Las! arriver à ce poinct je n'ay peu.

(Est. Pasq. Jeux poét. Loyauté.)
Les Dieux, les rois, le sang, le fer, le feu
En vers francoys Desmazures entonne
Qui a cerché Virgile, où il étonne
Tout l'Elysée au bruire de son jeu.
Puis est sorti sus en l'air peu à peu
Pour déclarer l'Enfer qui d'horreur tonne,
Chantant ainsi que le fils de Latone,

Ou que sonner le grand Virgile a peu.

(Fr. de Clémery dans L. des Mas. p. 263.)

Et ce participe peu dont je pourrais citer bien d'autres exemples, est précisément un de ceux de la finale desquels Peletier affirmoit positivement la transformation en u!

Ramus (1562) ne parle pas des participes. Il se contente de signaler la présence de la diphthongue et de la prononciation eu dans peur, seur, meur. Juste vingt ans après Henri Estienne dans son Hypomneses écrit ces lignes toutes contraires : « seur, meur se prononcent sur, mur, u long ». Il n'est peut-être pas un poète au XVI° siècle, qui ne donne raison à Ramus contre H. Estienne.

En revanche, les grammairiens paraissent désormais d'accord sur la finale des participes; le son u gagne de jour en jour du terrain; et au rebours de Rob. Estienne (1558) qui donne pour exemples de la diphthongue eu seur, meur, peu, meurement, esmeu, heureux sans faire de distinction entre la prononciation eu dans chacun de ces mots, Henri Estienne (1582) fait remarquer que dans il pleut et dans l'adverbe peu on n'entend pas le même son que en j'ai pleu et j'ai peu.

En 1584 la question paraît définitivement tranchée et Théod. de Bèze constate qu'à l'imitation des Picards, les Français prononcent par u simple:

1° Les mots seur, meur et leurs composés;

2o Tous les noms en eure long, dérivés des verbes, comme blesseure, casseure, navreure, etc.;

3° Tous les participes passés passifs, masculins ou féminins, terminés en eu, eue, comme beu, beue; deu, deue; leu, leue, etc.

Et il ajoute « C'est à tort qu'on fait rimer heur et dur; engraveure et figure; heure et nature, faute qu'on retrouve en Guyenne ». (De Franc. ling. rect. pronunt. 1584.)

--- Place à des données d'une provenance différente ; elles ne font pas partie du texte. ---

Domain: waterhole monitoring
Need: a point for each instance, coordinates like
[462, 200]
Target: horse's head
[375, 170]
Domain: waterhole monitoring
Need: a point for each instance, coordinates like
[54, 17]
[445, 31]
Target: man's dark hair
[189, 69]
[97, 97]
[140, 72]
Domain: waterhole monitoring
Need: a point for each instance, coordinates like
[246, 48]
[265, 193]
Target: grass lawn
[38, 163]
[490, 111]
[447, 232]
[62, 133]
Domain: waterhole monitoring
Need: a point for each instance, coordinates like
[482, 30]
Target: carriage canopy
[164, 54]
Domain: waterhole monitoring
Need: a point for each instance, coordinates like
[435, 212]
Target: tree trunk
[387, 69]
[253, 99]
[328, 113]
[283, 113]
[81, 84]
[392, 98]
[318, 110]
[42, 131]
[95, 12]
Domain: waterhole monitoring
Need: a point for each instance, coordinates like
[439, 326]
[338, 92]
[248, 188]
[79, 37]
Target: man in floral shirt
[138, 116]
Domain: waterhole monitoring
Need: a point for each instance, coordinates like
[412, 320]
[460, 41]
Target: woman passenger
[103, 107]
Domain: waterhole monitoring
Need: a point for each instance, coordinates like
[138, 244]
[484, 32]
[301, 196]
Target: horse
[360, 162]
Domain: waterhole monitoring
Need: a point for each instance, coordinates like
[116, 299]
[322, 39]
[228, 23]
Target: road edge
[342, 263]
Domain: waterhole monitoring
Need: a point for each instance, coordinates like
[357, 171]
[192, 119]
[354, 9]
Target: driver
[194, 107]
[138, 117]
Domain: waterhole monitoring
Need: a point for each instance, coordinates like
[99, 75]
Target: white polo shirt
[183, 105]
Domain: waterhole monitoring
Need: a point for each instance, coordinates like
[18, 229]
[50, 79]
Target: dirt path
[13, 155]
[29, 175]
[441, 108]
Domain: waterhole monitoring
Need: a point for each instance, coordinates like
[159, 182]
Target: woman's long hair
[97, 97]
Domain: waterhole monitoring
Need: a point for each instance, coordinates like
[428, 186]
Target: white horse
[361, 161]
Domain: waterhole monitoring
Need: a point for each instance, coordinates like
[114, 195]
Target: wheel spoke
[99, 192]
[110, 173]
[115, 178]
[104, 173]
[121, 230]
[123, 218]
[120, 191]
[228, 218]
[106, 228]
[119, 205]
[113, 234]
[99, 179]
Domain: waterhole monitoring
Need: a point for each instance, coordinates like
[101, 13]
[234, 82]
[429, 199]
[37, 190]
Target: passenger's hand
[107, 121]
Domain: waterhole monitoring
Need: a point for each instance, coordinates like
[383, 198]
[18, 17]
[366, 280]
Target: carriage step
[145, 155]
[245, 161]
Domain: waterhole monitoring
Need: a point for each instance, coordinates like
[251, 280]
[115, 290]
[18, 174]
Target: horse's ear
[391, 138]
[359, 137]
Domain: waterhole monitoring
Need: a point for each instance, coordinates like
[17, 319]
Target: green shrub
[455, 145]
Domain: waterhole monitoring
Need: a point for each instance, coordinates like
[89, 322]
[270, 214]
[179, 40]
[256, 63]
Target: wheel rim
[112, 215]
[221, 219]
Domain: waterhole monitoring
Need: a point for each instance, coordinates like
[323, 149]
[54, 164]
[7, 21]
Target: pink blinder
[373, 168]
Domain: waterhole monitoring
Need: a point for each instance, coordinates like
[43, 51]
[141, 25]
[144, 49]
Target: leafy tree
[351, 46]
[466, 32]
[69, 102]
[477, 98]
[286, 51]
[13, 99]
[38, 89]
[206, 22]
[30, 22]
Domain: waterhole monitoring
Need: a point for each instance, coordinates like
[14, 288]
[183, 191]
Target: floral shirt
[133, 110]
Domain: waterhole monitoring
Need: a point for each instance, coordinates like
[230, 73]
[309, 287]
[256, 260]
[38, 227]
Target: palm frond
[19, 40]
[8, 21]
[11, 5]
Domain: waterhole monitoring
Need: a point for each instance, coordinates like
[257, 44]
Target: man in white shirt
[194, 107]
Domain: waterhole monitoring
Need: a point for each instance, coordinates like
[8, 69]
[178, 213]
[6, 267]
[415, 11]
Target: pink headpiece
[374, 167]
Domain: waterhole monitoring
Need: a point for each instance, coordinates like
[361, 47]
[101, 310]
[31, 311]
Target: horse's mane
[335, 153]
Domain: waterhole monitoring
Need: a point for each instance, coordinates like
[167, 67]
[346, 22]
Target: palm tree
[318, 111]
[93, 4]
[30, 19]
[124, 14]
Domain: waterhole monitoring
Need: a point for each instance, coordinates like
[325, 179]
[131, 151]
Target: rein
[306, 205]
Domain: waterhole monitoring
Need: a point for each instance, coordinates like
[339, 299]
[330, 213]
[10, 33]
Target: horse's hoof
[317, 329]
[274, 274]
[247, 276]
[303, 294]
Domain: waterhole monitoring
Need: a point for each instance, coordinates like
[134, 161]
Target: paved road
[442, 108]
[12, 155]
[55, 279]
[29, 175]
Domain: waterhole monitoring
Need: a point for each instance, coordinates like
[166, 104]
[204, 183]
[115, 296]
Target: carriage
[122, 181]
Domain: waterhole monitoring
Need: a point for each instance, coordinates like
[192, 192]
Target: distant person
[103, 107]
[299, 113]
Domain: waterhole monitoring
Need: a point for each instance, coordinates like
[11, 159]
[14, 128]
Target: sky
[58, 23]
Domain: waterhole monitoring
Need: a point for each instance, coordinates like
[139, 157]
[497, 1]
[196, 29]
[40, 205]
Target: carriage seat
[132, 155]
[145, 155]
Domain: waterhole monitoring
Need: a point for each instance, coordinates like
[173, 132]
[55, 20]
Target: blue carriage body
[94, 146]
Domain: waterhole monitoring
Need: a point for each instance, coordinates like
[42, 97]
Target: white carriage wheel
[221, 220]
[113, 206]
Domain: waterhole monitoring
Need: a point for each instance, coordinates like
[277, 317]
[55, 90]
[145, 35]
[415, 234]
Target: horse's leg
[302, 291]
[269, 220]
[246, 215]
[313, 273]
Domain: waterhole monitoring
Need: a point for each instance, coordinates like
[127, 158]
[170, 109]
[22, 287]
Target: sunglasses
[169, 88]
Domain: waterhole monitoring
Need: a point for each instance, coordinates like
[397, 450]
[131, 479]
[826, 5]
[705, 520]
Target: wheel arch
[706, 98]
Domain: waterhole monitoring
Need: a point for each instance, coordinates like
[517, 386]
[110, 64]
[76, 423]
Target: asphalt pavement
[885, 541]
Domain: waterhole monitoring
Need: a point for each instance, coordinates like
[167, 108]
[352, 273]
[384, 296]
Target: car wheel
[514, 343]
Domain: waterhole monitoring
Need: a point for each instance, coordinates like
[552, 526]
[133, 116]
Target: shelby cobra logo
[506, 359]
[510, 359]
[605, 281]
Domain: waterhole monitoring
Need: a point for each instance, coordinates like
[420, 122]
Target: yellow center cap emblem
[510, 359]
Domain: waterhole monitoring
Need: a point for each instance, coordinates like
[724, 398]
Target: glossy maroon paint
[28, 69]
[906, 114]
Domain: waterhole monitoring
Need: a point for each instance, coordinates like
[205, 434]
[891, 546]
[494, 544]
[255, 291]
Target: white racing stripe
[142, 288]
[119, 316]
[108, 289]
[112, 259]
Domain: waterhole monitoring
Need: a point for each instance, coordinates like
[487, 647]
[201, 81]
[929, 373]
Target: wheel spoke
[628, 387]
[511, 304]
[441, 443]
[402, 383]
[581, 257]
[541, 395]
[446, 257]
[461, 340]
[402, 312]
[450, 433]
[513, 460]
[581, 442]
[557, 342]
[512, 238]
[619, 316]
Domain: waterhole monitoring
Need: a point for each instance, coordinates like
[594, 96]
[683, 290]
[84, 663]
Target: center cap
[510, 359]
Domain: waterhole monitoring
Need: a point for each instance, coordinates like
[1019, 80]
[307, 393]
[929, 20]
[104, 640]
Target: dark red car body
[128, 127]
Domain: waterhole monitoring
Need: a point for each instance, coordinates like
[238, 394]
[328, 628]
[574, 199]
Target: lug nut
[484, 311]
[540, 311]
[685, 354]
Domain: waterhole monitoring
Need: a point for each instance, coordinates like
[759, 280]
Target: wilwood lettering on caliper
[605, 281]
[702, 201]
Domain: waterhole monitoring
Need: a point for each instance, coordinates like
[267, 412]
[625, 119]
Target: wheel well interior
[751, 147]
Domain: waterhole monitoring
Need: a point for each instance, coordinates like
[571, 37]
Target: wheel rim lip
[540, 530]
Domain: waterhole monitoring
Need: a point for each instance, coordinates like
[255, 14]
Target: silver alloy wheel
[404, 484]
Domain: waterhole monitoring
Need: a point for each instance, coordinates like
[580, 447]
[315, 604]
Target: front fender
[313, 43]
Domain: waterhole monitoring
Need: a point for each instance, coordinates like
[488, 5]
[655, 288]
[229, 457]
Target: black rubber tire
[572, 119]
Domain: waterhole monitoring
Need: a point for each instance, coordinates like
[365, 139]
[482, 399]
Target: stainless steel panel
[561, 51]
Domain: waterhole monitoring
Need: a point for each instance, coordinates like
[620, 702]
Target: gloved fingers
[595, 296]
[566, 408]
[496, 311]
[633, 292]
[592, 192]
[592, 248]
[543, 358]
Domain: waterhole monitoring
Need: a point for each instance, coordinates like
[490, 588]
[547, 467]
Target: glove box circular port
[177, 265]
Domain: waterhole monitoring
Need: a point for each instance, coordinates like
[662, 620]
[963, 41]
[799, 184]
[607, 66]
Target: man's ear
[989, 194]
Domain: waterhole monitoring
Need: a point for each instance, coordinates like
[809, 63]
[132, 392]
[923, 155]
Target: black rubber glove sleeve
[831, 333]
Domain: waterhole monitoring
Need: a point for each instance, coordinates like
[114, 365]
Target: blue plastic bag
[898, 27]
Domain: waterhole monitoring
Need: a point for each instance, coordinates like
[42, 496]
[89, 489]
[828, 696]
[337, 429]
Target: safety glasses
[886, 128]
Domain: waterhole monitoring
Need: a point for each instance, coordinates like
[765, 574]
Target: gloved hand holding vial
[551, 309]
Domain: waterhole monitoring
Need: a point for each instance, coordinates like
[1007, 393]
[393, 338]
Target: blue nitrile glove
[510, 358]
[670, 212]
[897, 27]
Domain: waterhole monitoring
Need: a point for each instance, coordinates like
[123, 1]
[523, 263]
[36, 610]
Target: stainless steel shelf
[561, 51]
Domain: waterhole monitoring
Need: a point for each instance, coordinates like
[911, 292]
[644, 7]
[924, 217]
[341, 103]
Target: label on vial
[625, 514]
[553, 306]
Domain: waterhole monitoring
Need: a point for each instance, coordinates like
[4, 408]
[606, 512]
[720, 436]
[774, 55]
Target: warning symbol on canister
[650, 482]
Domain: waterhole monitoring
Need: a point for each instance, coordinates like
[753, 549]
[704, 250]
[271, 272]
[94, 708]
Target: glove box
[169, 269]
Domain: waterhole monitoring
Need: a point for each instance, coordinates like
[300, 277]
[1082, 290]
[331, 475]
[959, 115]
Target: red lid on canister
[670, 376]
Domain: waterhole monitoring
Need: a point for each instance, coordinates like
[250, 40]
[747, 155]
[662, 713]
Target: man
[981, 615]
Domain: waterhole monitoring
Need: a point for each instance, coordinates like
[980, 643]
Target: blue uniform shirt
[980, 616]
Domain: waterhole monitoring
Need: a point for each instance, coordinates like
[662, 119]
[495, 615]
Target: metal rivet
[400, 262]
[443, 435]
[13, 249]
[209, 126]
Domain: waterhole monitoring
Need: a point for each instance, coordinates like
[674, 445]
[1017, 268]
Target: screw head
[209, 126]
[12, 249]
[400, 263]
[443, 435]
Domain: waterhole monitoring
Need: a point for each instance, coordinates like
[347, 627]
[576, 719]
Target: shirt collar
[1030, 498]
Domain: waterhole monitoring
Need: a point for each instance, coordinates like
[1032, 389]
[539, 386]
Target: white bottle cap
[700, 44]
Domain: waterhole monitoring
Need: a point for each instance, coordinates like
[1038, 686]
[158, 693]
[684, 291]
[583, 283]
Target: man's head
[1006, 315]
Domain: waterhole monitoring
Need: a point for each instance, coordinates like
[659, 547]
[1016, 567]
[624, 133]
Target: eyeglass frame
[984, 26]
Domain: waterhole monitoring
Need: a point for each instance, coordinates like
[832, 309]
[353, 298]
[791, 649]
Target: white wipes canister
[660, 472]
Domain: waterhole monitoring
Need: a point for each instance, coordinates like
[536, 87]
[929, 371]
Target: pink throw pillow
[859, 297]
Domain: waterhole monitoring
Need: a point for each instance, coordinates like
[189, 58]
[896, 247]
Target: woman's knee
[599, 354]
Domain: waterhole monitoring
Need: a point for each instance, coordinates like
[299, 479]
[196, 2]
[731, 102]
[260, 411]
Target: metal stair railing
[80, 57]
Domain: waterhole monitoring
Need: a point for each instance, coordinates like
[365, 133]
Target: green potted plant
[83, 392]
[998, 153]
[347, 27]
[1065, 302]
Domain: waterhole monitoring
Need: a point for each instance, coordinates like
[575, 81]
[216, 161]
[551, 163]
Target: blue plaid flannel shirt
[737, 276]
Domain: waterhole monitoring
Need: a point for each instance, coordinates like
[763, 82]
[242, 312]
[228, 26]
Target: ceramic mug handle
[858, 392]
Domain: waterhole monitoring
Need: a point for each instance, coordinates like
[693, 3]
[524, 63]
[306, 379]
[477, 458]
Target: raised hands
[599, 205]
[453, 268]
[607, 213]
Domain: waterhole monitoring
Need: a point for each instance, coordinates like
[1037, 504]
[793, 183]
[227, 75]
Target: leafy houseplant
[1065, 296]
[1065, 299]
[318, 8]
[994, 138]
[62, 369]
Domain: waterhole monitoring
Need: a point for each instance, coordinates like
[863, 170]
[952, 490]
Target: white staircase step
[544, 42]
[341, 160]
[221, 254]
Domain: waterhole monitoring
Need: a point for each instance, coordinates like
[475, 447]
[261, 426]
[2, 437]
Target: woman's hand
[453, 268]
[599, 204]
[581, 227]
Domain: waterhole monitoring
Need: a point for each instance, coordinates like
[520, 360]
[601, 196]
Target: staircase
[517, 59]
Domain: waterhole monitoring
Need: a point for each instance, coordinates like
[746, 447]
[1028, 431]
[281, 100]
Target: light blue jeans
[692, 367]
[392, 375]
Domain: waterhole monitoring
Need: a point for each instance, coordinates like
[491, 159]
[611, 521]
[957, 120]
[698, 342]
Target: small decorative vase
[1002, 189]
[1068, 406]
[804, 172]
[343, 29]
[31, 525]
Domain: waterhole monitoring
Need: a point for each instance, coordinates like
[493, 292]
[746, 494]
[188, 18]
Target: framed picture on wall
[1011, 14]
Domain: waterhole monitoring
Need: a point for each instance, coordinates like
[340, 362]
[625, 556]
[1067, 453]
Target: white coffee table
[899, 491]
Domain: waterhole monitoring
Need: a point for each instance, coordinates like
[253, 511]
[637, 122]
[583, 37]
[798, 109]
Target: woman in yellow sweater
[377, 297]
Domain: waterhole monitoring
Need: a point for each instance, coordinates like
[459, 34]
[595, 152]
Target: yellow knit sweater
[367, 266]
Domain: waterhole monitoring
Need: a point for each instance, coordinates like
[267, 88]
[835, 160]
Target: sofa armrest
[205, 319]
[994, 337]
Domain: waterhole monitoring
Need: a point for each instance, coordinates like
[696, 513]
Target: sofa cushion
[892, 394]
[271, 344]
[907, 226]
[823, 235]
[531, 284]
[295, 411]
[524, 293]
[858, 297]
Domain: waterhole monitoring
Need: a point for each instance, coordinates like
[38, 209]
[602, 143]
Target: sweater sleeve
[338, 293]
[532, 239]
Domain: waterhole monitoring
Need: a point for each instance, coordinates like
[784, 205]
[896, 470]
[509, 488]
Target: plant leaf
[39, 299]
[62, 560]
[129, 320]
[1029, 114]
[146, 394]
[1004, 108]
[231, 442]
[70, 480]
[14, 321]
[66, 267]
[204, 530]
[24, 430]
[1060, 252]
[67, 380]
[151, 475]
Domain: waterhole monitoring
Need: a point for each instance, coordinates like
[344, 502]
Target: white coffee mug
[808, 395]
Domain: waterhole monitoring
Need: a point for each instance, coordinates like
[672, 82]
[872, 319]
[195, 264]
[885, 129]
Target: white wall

Aussi les poètes se montrent désormais moins prodigues de rimes condamnées par les grammairiens et les courtisans, et l'on peut dire que dorénavant, en poésie du moins, l'attribution du son eu à la voyelle u est une exception. On n'en rencontre que deux exemples dans Desportes:

O temps, qui du haut ciel la vitesse mesures,

Las! retourne, disois-je, à mesurer les heures. (Elégie V.)
Amour n'est point si beau; Angélique n'eut sceu

Se garder d'enflammer aux rais d'un si beau feu.

(Angélique.)

Et là-dessus Malherbe de s'écrier : « Rimes provençales! rimes gasconnes! mauvaises rimes! on dit feu et heure par diphthongue, mesures et sçu par voyelle simple. » (Comment. sur Desportes.) Mais, ô terrible Malherbe, quand on est si sévère pour les autres, on devrait au moins prêcher d'exemple, et je ne reconnais plus le critique de Desportes dans l'auteur des vers suivants :

Non, Malherbe n'est point de ceux

Que l'esprit d'enfer a déceus.

(A M. de la Garde, 1628, année de la mort de Malherbe.)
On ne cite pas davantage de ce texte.